I’m not talking about Choate or Rugby, but SDP’s Ken Blanchard calls our attention to this piece, describing the research and experience of British education professor James Tooley, who has looked at the performance of small private schools for the poorest of the poor in the developing world. A couple of snippets from the article:
What Tooley stumbled onto in Hyderabad turns out to be typical not just of India but of all the other places he subsequently researched—including parts of China, Ghana, Kenya, and Nigeria. In every case, private education is a principal lifeline for the abjectly poor. In the areas of Ghana and Nigeria that Tooley’s team has canvassed, an outright majority of poor children are attending private schools run without support from the government. Often, the schools are run by just a few teachers. They put out shingles in the way that physicians do in the United States, and are paid directly by their charges.
Tooley’s research suggests that small-scale support for private slum schools—through scholarship programs, backing for school-voucher schemes, or subsidized microfinance—might do far more good than a big aid push directed at government-run education.
Tooley has been publishing his research in education journals but has also written for libertarian and conservative think tanks. Unfortunately, these associations have pushed him further outside the development mainstream. Perhaps most alienating, his findings (as he notes) conform very well to the views of the late Milton Friedman, who spent the last years of his life arguing that publicly funded vouchers and a market of privately run competing schools were the way to fix another education system in urgent need of repair: America’s. All the more reason why, so far as some development officials are concerned, Tooley’s obscurity is welcome.
According to Tooley,
[Development experts] instead point out that private schools employ untrained teachers who are paid much less than their government counterparts and that buildings and facilities are grossly inadequate. Both of these observations are largely true. But does that mean that private schools are inferior, particularly against the weight of parental preferences to the contrary? One Ghanaian school owner challenged me when I observed that her school building was little more than a corrugated iron roof on rickety poles and that the government school, just a few hundred yards away, was a smart new school building. “Education is not about buildings,” she scolded. “What matters is what is in the teacher’s heart. In our hearts, we love the children and do our best for them.” She left it open, when probed, what the teachers in the government school felt in their hearts toward the poor children.

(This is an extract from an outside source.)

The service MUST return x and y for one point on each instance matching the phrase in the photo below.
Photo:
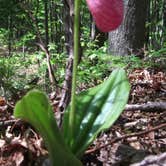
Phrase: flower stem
(75, 63)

When it came to the key question of whether or not teaching was going on in the classrooms, both types of private schools were superior to the public schools, except in China, where there was no statistically significant difference between the two school types: 92 percent of teachers in private schools were teaching when our researchers arrived, compared with 89 percent in the public schools. When researchers called unannounced on the classrooms in Hyderabad, 98 percent of teachers were teaching in the private recognized schools, compared with 91 percent in the unrecognized and 75 percent in the government schools. Teacher absenteeism was also highest in the government schools. In Ga, 57 percent of teachers were teaching in government schools, compared with 66 percent and 75 percent in unrecognized and recognized private schools, respectively. And in Kibera, even though the number of government schools is too small to make statistical comparisons meaningful, 74 percent of teachers were teaching in private schools when our researchers visited them, and only one teacher was absent.
[I]t is not the case that private schools serving low-income families are inferior to those provided by the state. In all cases analyzed, even the unrecognized schools, those that are dismissed by the development experts as being obviously of poor quality seem to outperform their public counterparts.
And lest you think that this is all just about the developing world, Tooley offers lessons for America:
The evidence from developing countries might challenge the claim, made by school choice opponents, that the poor in America cannot make sensible and informed choices if school choice is offered to them. It may also stimulate debate about whether public intervention crowds out private initiative, a question raised by the findings from Kenya. If a public school is failing in the ghettoes of New York or Los Angeles, we should not assume that the only way in which the disadvantaged can be helped is through some kind of public intervention. In fact, we have already embarked on programs that support private initiative, with government support, with vouchers and charter schools. The findings here suggest this alternative approach may be the preferable one.
Above all, the evidence should inspire those who are working for school choice in America: stories of parents’ overcoming all the odds to ensure the best for the children in Africa and Asia, stories of education entrepreneurs’ creating schools out of nothing, in the middle of nowhere. If India can, why can’t we?
Update: Or actually backdate: John Moser caught this weeks ago.